White Elephant, McAlpine's second solo exhibition at the gallery, continues her inquiry into the layered nature of cultural and individual memory and the workings of sensory perception. The show includes video work, a sound installation, and sculptural and photographic pieces, the results of McAlpine's distinctive systems of collection and re-presentation.
In a new photographic piece, Hyena Stomp, McAlpine has taken individual film-frames to compose a re-rendering of the minimalist painting by Frank Stella of 1962. For her 'pigments', McAlpine has populated the surface with single frames of actors with their eyes closed. Interested in Stella's assertion of surface, material and sight, McAlpine explores the seductive nature of the space between viewer and screen, object and surface.

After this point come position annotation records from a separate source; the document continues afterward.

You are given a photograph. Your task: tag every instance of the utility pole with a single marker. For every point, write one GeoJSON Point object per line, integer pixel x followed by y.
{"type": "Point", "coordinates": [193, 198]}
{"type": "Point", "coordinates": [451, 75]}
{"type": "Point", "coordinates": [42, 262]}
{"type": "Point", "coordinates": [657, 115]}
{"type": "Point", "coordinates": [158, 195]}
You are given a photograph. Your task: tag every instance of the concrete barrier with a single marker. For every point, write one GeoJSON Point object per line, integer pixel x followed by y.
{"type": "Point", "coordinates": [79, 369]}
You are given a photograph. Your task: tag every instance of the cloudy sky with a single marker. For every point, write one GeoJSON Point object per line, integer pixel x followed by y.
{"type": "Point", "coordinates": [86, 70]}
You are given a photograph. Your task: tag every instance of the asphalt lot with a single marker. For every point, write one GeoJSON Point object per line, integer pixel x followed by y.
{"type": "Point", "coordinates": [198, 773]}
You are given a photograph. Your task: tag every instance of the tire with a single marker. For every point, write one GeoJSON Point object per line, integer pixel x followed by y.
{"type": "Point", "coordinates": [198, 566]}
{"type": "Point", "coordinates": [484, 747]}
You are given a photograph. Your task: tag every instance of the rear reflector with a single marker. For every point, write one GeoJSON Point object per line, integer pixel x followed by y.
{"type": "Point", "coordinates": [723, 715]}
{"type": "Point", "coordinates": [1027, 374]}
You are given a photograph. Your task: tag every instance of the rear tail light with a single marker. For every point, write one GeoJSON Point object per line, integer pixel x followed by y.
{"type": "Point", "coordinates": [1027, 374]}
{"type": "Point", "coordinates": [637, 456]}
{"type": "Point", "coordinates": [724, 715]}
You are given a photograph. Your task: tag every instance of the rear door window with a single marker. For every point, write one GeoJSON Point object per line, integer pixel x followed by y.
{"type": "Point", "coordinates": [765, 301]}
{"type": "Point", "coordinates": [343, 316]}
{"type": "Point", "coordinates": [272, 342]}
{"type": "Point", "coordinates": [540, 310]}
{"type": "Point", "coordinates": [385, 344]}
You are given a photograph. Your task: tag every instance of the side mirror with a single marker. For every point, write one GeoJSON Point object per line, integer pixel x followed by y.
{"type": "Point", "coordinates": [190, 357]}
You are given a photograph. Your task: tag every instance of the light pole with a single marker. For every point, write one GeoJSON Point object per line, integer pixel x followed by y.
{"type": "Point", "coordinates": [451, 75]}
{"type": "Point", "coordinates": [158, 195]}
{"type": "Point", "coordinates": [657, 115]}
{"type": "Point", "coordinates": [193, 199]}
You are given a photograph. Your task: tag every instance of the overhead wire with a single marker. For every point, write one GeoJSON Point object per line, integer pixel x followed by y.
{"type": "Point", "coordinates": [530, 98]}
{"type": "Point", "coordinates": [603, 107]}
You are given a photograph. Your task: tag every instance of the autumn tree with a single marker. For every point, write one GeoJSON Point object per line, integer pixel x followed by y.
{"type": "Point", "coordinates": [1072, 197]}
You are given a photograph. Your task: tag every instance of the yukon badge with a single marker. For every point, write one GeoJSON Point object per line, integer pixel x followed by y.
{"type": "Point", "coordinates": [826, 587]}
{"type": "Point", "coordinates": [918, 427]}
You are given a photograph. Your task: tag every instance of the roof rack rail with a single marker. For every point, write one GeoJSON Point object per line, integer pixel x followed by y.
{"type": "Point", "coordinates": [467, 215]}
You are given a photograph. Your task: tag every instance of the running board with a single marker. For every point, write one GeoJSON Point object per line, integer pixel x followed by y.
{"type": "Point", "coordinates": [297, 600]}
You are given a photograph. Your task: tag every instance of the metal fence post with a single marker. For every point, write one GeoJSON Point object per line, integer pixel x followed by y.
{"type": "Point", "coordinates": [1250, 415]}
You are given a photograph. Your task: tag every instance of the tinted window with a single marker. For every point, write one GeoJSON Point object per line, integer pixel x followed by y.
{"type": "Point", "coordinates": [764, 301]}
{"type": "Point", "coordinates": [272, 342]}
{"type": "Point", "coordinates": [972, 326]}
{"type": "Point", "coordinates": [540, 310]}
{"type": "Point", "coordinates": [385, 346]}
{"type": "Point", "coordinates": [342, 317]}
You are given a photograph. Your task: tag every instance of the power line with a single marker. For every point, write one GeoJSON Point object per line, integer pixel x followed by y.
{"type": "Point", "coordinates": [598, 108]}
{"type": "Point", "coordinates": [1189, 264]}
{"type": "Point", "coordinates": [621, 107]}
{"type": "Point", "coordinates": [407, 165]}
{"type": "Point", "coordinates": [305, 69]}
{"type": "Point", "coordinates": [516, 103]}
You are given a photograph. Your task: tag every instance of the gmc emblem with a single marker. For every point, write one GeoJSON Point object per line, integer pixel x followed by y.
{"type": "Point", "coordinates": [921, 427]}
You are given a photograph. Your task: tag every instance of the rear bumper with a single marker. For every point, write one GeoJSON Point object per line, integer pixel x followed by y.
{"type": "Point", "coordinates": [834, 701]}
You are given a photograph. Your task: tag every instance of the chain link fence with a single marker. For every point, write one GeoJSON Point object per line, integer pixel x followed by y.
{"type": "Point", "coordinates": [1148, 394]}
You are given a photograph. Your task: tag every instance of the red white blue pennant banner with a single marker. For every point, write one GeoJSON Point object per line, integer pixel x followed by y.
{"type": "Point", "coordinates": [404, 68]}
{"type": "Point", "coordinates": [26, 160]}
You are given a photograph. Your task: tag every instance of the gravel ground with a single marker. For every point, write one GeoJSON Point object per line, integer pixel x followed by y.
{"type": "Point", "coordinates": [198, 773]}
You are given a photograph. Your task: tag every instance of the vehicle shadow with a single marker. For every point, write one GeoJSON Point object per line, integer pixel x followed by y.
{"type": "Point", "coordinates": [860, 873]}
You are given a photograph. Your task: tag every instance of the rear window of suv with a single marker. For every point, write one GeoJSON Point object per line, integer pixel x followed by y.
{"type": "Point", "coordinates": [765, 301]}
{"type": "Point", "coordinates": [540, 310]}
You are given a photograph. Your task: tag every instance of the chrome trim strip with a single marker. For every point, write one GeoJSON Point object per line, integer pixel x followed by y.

The idea of the gaze is further addressed in the video Blink (Lawrence of Arabia), where McAlpine has blacked out the frames that a viewer has blinked during the staring scene of David Lean's epic. McAlpine is interested in the way we respond to the film editing process - a blink is a resting point, we blink when we have understood something. Through the presence of another's experience of viewing, we are reminded of our own activity and become implicit in the work itself.
Quintet is a sound installation of spliced together coloured vinyl records that, while rotating, generate the illusion of three-dimensional dynamic objects. McAlpine's selection of records, based purely on colour, works as an audio-collage, jumping from one track to another at 33rpm, just as the eye jumps from spinning colour to moving object. McAlpine has based the patterns on Duchamp's Rotoreliefs of the 1920's, circular painted disks that rotate. McAlpine addresses Duchamps theories of 'precision optics': the idea that optical illusions would actually help to visualize the working process of individual perception - but takes his question, "One can look at seeing. Can one hear hearing?" (Duchamp 'The Green Box' 1948) - to it's next level.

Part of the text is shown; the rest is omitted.